Il y apparaît clairement, d’une part, que
le souci de Monsieur Lévy est, en évoquant les récentes
attaques qui ont visé les Chrétiens au Moyen-Orient, de
discréditer l’Islam et, d’autre part, que ses
« informations » concernant l’Iran sont en tous points
erronées, puisque les communautés chrétiennes, dans ce pays,
jouissent en réalité d’une complète liberté de culte, comme
nous avons pu le constater lors de notre présence en Iran,
en juillet dernier.
Ceux qui colportent des « informations »
contraires ou bien ne connaissent pas la réalité du terrain
et ne savent pas de quoi ils parlent, ou bien,
volontairement, désinforment l’opinion en propageant des
mensonges de manière éhontée. Dans les deux cas, ils
participent à la diabolisation de l’Iran, leitmotiv du
moment, par une manipulation qui confine à la propagande,
dans le contexte international que l’on sait.
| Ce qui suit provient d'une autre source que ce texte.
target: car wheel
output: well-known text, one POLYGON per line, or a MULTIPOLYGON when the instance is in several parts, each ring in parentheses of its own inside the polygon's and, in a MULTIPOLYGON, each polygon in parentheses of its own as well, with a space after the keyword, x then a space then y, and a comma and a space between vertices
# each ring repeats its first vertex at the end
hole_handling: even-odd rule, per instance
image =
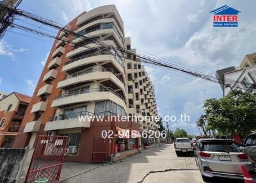
POLYGON ((202 175, 202 179, 203 179, 204 181, 208 181, 210 180, 211 177, 208 177, 202 175))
« Méfions-nous des faux prophètes, qui se
déguisent en rebelles plein de compassion, pour nous
convaincre d’accepter le monde tel qu’il est. »
Depuis plusieurs années et plus encore de
ces derniers mois, les attaques contre les communautés
chrétiennes se sont multipliées dans plusieurs pays du monde
arabo-musulmans, et d’aucuns n’hésitent plus à parler de
véritables persécutions organisées.
Certes, divers attentats ont frappé les
Chrétiens du Maghreb. Toutefois, il s’est là toujours agi
d’actes isolés et perpétrés par des groupuscules intégristes
radicaux, sans que les gouvernements des Etats concernés
n’eussent eux-mêmes été impliqués ; au contraire, ces
derniers ont mis en œuvre les moyens nécessaires pour lutter
contre le terrorisme islamiste, qui menaçait également leur
souveraineté et l’Etat de droit.
Mais il en va tout autrement aux Proche
et Moyen-Orient, et en particulier en Egypte, en Arabie
saoudite et en Irak, pourtant tous trois alliés objectifs de
l’Occident et dont les gouvernements servent plus qu’à leur
tour ses intérêts.
En Egypte, le gouvernement d’Hosni
Moubarak, pour se maintenir au pouvoir, depuis 1981, a fait
de nombreuses concessions aux milieux intégristes, surtout
depuis une dizaine d’années : la société s’est transformée ;
l’alcool, par exemple, n’est plus en vente libre et le port
du foulard se généralise ; et, dans ce contexte, les
communautés chrétiennes, coptes notamment, sont devenues les
cibles de nombreuses exactions, sans recevoir de l’Etat la
protection qu’elles sont en droit d’en attendre.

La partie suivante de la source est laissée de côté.